A movie about gangster James “Whitey” Bulger’s violent reign as leader of Boston’s criminal underworld got its first screening in the state Tuesday.
“I approached James Bulger as a human being who is multi-faceted and had a side to him that was human, loving and all that”. Whitey Bulger pulled off an almost magical disappearing act, and then managed to stay hidden for years. I mean could you imagine somebody going up for trial for 20 murders and getting 12 years?
The 52-year-old actor said Bulger – a member of the Boston mob known as the Winter Hill Gang – declined to meet him in person.
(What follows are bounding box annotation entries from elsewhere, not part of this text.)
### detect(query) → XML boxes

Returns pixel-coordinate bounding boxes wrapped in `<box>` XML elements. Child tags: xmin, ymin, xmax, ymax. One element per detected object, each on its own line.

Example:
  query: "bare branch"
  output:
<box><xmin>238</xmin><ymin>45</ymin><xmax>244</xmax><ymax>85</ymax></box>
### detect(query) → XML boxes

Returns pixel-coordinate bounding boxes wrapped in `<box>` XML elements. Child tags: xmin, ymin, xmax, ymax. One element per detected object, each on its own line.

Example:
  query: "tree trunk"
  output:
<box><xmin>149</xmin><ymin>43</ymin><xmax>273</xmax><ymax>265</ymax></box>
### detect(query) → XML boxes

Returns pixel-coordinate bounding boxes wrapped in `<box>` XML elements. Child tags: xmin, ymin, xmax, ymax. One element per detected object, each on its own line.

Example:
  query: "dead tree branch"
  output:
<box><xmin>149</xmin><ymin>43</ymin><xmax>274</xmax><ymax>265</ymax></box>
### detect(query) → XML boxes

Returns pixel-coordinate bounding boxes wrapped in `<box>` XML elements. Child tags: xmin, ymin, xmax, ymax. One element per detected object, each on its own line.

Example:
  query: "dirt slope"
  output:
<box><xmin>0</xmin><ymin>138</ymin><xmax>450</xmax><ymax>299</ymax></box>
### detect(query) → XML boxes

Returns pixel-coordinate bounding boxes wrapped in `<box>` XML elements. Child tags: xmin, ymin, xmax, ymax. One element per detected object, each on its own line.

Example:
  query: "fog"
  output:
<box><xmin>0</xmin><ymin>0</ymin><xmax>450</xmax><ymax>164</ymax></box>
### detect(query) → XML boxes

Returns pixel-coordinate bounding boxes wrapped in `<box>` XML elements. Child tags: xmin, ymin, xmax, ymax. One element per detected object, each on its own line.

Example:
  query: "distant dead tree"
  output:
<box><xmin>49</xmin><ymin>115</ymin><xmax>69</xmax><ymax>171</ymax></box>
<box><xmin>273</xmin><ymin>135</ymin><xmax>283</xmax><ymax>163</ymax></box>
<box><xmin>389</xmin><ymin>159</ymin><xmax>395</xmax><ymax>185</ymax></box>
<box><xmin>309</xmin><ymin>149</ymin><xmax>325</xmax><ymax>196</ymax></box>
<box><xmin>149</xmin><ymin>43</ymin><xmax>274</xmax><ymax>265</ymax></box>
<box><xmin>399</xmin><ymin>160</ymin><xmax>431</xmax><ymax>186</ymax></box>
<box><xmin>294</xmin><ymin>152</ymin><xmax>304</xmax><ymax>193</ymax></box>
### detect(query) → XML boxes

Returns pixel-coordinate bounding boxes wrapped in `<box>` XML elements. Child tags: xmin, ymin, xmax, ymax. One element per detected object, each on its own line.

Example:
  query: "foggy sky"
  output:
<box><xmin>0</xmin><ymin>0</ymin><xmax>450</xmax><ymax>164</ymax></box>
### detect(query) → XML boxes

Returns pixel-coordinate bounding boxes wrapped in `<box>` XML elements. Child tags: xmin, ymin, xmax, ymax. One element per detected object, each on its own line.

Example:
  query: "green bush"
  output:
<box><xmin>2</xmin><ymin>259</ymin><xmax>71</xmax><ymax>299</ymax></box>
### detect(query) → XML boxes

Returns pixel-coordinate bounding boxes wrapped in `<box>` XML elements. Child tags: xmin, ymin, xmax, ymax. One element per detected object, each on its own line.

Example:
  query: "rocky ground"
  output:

The scene where he comes on to Connolly’s wife is so unnerving that many moviegoers may wish their local theatres had showers installed so they could immediately wash off the ick.
Thankfully, Depp keeps pulling the viewer back in-particularly when interacting with Edgerton, who is by turns hilarious and pitiable as a puffed-up glad-hander who proves to be nowhere near as bright as he thinks he is.
Cooper and Depp both reached out to Bulger, now 86 and incarcerated in a Florida penitentiary, in hopes of sitting down with him, if only to soak up his personality and mannerisms. Still, Depp paints an exceptionally scary portrait of a serial killer, a walking moral abyss wearing a gold chain and a cheap jacket. While Black Mass is far from being a pack of lies, Cooper was able to craft a visually arresting aesthetic with cinematographer Masanobu Takayanagi (the pair previously worked together on Out of the Furnace). But I kept thinking of another actor who had played similar roles or types, and who had perhaps done it better. “There were people in South Boston who told me that (Bulger’s) eyes were so piercingly blue and crystalline that people would have a difficult time maintaining eye contact with him because they’d just peer through your soul”.
“I’m gagging for it. It’s been the thrust of my interest since day one, when I was about 19. Really dedicated to his work and I’m excited for everyone to see him in this film”. Bulger also could be incredibly sensitive when it came to family and friends.